What is the power of a lens? What is the SI unit? Name the type of lens whose power is negative.
The image of an object formed by a lens is real, inverted and of the same size as the object. If the image is at a distance of \[40cm\] from the lens, what is the nature and power of the lens? Draw a ray diagram to justify your answer.

Answer 1

Hint: We are asked to define the power of a lens and find the power and nature of the lens. We start by defining power and identifying the lens with negative power. Then we gather all the information given in the question. We apply the formulas and get the value of focal length and find the reciprocal of it to get the power of the given lens.

Formulas used:
The formula for finding the power of a given lens is,
\[P = \dfrac{1}{f}\]
The formula used to find the focal length of a lens is,
\[\dfrac{1}{f} = \dfrac{1}{v} - \dfrac{1}{u}\]
The magnification is given by the formula,
\[m = \dfrac{u}{v}\]
Where \[v\] is the distance from the lens to the image and \[u\] is the distance from the object to the lens.

Complete answer:
Power of a lens is defined as the reciprocal of its focal length. The SI unit of power is Diopter, it is represented by D. Moving onto the second part, we know that the focal length is the reciprocal of power. If the power of a lens is negative, its focal length must be negative as well. Now we can approach this with respect to the focal length. The focal length of the diverging lens is negative. Concave lens is a diverging lens, hence it has negative power.

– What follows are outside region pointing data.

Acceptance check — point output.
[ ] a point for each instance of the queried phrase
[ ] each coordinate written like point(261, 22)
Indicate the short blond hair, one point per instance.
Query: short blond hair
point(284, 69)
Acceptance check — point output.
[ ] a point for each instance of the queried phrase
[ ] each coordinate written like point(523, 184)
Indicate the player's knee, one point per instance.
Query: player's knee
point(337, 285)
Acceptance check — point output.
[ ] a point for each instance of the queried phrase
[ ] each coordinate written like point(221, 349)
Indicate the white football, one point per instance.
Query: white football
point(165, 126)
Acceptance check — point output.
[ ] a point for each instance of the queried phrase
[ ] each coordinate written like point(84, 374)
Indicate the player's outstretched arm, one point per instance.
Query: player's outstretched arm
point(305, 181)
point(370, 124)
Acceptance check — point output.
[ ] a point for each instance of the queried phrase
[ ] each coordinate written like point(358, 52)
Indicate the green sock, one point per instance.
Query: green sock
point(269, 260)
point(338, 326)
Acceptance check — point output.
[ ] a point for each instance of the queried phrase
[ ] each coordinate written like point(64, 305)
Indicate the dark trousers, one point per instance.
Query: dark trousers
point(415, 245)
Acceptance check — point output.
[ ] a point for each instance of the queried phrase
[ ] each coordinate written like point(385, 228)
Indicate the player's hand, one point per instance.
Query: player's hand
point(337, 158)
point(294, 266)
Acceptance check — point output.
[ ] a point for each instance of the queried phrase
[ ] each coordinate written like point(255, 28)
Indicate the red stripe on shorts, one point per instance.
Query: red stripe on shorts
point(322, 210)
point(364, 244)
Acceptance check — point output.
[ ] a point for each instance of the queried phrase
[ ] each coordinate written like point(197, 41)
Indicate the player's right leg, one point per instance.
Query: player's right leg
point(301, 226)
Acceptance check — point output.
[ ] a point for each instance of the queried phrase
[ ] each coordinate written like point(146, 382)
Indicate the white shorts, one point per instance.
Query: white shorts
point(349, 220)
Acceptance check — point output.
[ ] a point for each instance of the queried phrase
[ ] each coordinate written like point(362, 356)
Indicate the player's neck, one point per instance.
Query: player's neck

The following information is given, the distance from the lens at which the object is placed is, \[u = - 40\,cm\]. It is said that the magnification of the image is one (same size) and the fact that the image is inverted gives us the sign of magnification as negative.

Now with this information we find the image distance,
\[v = \dfrac{u}{m} \\
\Rightarrow v= \dfrac{{ - 40}}{{ - 1}} \\
\Rightarrow v= + 40\,cm\]
We use the formula to find the focal length to get,
\[f = \dfrac{{uv}}{{u - v}} \\
\Rightarrow f= \dfrac{{ - 40 \times 40}}{{ - 40 - 40}} \\
\Rightarrow f= \dfrac{{ - 1600}}{{ - 80}} \\
\Rightarrow f= 20\,cm\]
Now to find the power of this lens, we find the reciprocal and get
\[P = \dfrac{1}{f} \\
\Rightarrow P= \dfrac{1}{{20}} \\
\therefore P= 50\,D\]

Therefore, the power of the given lens is, \[50\,D\].

Note: The place we used the lens formula can be done in another way. In a diverging lens, when the image distance and the object distance are the same, the image and object is found to be at a distance of \[2F\] . We can find the focal length from this relation as well.